ABSTRACT

This chapter explores site-type variability in the course of the Early Mesolithic at the coast of central Norway. The Early Mesolithic was a period of great alterations in climate, landscape and oceanic environment. The Arctic conditions that prevailed on the coast when hunter-gatherers first arrived c. 9500, gradually gave way to a warmer climate. A cold pulse, known as the Preboreal oscillation (PBO), hit Scandinavia and Europe c. 9300–9200 cal bc, before the temperatures rose again. Midway through the Early Mesolithic period, c. 8800 cal bc, the ice melted away from all the large fjords and coastal waters, pushing the cold-tolerant fauna northwards. The parallel establishment of the Norwegian Atlantic Current provided stable and liveable conditions to a new range of marine species. For the coastal hunter-gatherers, these fluctuations must have greatly affected the resource base. Previous studies have pointed out that generalized toolkits and flexible mobility systems seem to have been ways of coping with the changing conditions. Was also site type an active variable of their adaptive strategy within this period?
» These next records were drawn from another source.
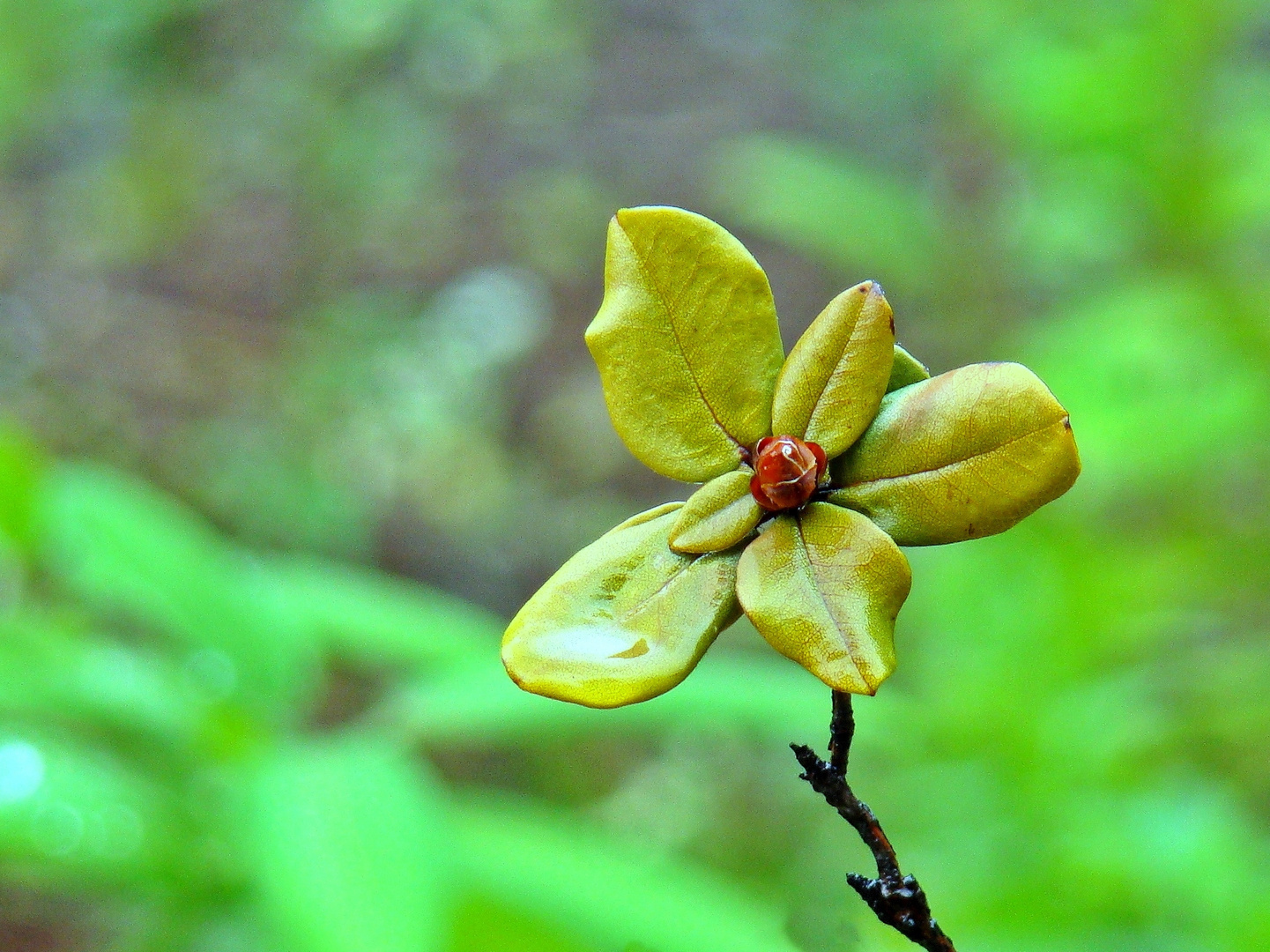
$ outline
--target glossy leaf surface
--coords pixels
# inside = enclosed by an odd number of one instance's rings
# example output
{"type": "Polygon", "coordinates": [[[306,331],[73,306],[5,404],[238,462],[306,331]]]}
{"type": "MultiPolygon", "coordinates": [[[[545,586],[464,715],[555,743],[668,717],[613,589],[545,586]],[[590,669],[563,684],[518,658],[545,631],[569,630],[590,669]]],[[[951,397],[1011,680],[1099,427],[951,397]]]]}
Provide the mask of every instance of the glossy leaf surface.
{"type": "Polygon", "coordinates": [[[900,545],[1001,533],[1076,482],[1067,411],[1019,364],[972,364],[889,394],[833,465],[833,502],[900,545]]]}
{"type": "Polygon", "coordinates": [[[829,301],[776,381],[772,432],[818,442],[833,459],[865,431],[890,379],[895,323],[876,281],[829,301]]]}
{"type": "Polygon", "coordinates": [[[748,468],[734,469],[692,493],[671,527],[671,548],[720,552],[754,531],[763,510],[749,492],[753,475],[748,468]]]}
{"type": "Polygon", "coordinates": [[[682,505],[622,522],[526,602],[503,636],[503,663],[517,684],[612,708],[657,697],[688,675],[739,614],[739,554],[672,550],[682,505]]]}
{"type": "Polygon", "coordinates": [[[917,357],[899,344],[895,344],[894,350],[895,358],[890,365],[890,380],[886,381],[886,393],[930,379],[931,371],[917,357]]]}
{"type": "Polygon", "coordinates": [[[668,207],[613,216],[587,346],[615,428],[649,469],[701,483],[771,431],[784,358],[772,292],[709,219],[668,207]]]}
{"type": "Polygon", "coordinates": [[[745,547],[737,595],[773,648],[839,691],[872,694],[895,667],[908,559],[859,512],[813,502],[745,547]]]}

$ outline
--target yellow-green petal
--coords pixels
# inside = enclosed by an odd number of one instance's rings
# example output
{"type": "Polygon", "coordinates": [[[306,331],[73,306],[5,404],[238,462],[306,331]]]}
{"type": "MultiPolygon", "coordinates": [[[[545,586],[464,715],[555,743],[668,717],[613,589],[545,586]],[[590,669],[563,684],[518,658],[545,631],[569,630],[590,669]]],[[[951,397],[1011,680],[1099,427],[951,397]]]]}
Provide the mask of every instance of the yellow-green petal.
{"type": "Polygon", "coordinates": [[[739,553],[683,555],[667,544],[682,502],[622,522],[564,563],[503,636],[521,688],[593,708],[669,690],[739,613],[739,553]]]}
{"type": "Polygon", "coordinates": [[[895,344],[895,360],[890,365],[890,380],[886,381],[886,393],[898,390],[909,384],[930,380],[931,371],[926,369],[917,357],[895,344]]]}
{"type": "Polygon", "coordinates": [[[772,432],[833,459],[859,439],[886,391],[895,320],[876,281],[843,291],[812,322],[776,380],[772,432]]]}
{"type": "Polygon", "coordinates": [[[900,545],[1010,529],[1081,472],[1067,411],[1019,364],[972,364],[888,394],[833,465],[829,498],[900,545]]]}
{"type": "Polygon", "coordinates": [[[692,493],[671,527],[671,548],[720,552],[754,531],[763,510],[749,492],[753,475],[748,466],[734,469],[692,493]]]}
{"type": "Polygon", "coordinates": [[[657,473],[704,483],[771,432],[784,360],[772,291],[710,219],[668,207],[613,216],[587,346],[613,427],[657,473]]]}
{"type": "Polygon", "coordinates": [[[768,643],[855,694],[872,694],[895,669],[895,616],[911,585],[885,533],[826,502],[777,516],[737,567],[737,596],[768,643]]]}

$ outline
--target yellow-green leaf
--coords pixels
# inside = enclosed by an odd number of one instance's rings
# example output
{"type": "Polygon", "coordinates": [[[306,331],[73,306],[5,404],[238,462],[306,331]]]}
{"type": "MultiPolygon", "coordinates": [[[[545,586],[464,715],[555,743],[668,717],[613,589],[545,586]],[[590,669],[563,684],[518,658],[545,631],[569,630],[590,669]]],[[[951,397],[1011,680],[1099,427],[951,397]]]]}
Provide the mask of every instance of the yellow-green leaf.
{"type": "Polygon", "coordinates": [[[626,520],[547,580],[503,636],[512,680],[547,698],[615,708],[687,677],[739,615],[739,553],[672,550],[682,506],[626,520]]]}
{"type": "Polygon", "coordinates": [[[702,483],[771,432],[784,351],[767,276],[682,208],[622,208],[587,328],[613,427],[649,469],[702,483]]]}
{"type": "Polygon", "coordinates": [[[925,364],[899,344],[895,344],[895,360],[890,365],[890,380],[886,381],[886,393],[908,386],[909,384],[928,380],[930,376],[931,371],[926,369],[925,364]]]}
{"type": "Polygon", "coordinates": [[[843,291],[799,339],[776,380],[772,432],[820,444],[833,459],[878,413],[895,320],[876,281],[843,291]]]}
{"type": "Polygon", "coordinates": [[[737,568],[737,595],[768,643],[855,694],[872,694],[895,669],[895,615],[911,583],[885,533],[827,502],[775,519],[737,568]]]}
{"type": "Polygon", "coordinates": [[[900,545],[1001,533],[1081,472],[1067,411],[1019,364],[972,364],[883,400],[833,465],[829,498],[900,545]]]}
{"type": "Polygon", "coordinates": [[[671,548],[720,552],[754,531],[763,510],[749,492],[752,475],[748,466],[734,469],[692,493],[671,527],[671,548]]]}

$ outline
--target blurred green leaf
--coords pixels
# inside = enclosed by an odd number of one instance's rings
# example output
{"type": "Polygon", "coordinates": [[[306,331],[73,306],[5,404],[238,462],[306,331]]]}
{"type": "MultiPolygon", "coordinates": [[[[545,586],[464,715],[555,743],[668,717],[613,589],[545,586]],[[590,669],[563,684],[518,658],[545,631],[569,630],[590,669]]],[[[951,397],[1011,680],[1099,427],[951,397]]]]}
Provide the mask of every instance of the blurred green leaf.
{"type": "Polygon", "coordinates": [[[164,791],[114,755],[0,723],[0,862],[9,869],[58,885],[144,885],[190,850],[182,829],[164,791]]]}
{"type": "Polygon", "coordinates": [[[1265,439],[1270,386],[1210,287],[1140,282],[1080,303],[1034,339],[1080,439],[1078,496],[1195,478],[1265,439]]]}
{"type": "Polygon", "coordinates": [[[339,653],[441,670],[498,653],[503,620],[436,588],[302,557],[268,568],[288,616],[339,653]]]}
{"type": "Polygon", "coordinates": [[[269,575],[144,483],[58,468],[43,513],[48,562],[71,592],[178,639],[196,676],[272,719],[315,686],[316,646],[269,575]]]}
{"type": "Polygon", "coordinates": [[[36,512],[46,461],[17,430],[0,427],[0,534],[24,554],[36,547],[36,512]]]}
{"type": "Polygon", "coordinates": [[[85,637],[52,616],[0,620],[6,714],[79,724],[150,752],[155,741],[189,749],[206,700],[173,665],[133,646],[85,637]]]}
{"type": "Polygon", "coordinates": [[[740,225],[857,277],[931,281],[935,224],[912,186],[808,141],[751,136],[716,147],[711,197],[740,225]]]}
{"type": "Polygon", "coordinates": [[[291,952],[439,948],[453,845],[420,765],[362,737],[286,745],[249,794],[255,886],[291,952]]]}
{"type": "Polygon", "coordinates": [[[453,808],[456,859],[476,888],[601,948],[796,952],[782,916],[705,869],[494,798],[453,808]]]}

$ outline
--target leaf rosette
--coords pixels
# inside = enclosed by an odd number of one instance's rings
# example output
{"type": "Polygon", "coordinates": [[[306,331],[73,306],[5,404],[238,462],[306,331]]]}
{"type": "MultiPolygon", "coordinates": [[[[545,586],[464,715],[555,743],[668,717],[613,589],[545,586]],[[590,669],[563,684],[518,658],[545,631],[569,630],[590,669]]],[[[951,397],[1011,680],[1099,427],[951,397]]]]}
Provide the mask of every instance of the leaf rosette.
{"type": "Polygon", "coordinates": [[[682,208],[613,216],[587,346],[631,452],[701,486],[588,545],[516,615],[503,663],[536,694],[657,697],[742,611],[828,686],[872,694],[912,582],[899,547],[1005,531],[1080,474],[1067,411],[1035,374],[931,377],[895,343],[876,281],[829,301],[785,356],[763,269],[682,208]]]}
On the basis of Binford’s forager–collector continuum (1980), 18 sites are analyzed in terms of artefacts, tools, size, layout and features to see if there are diachronic trends in the frequency of different site types that can be related to the palaeoenvironmental trajectory of the period. The study points to a development from short visits when hunting activities and gearing up were the focus in the earliest part of the Early Mesolithic, to a more stable site pattern where residential bases were established near predictable food resources. This happens parallel with the environmental and climatic fluctuations, and it is likely that these trajectories are related.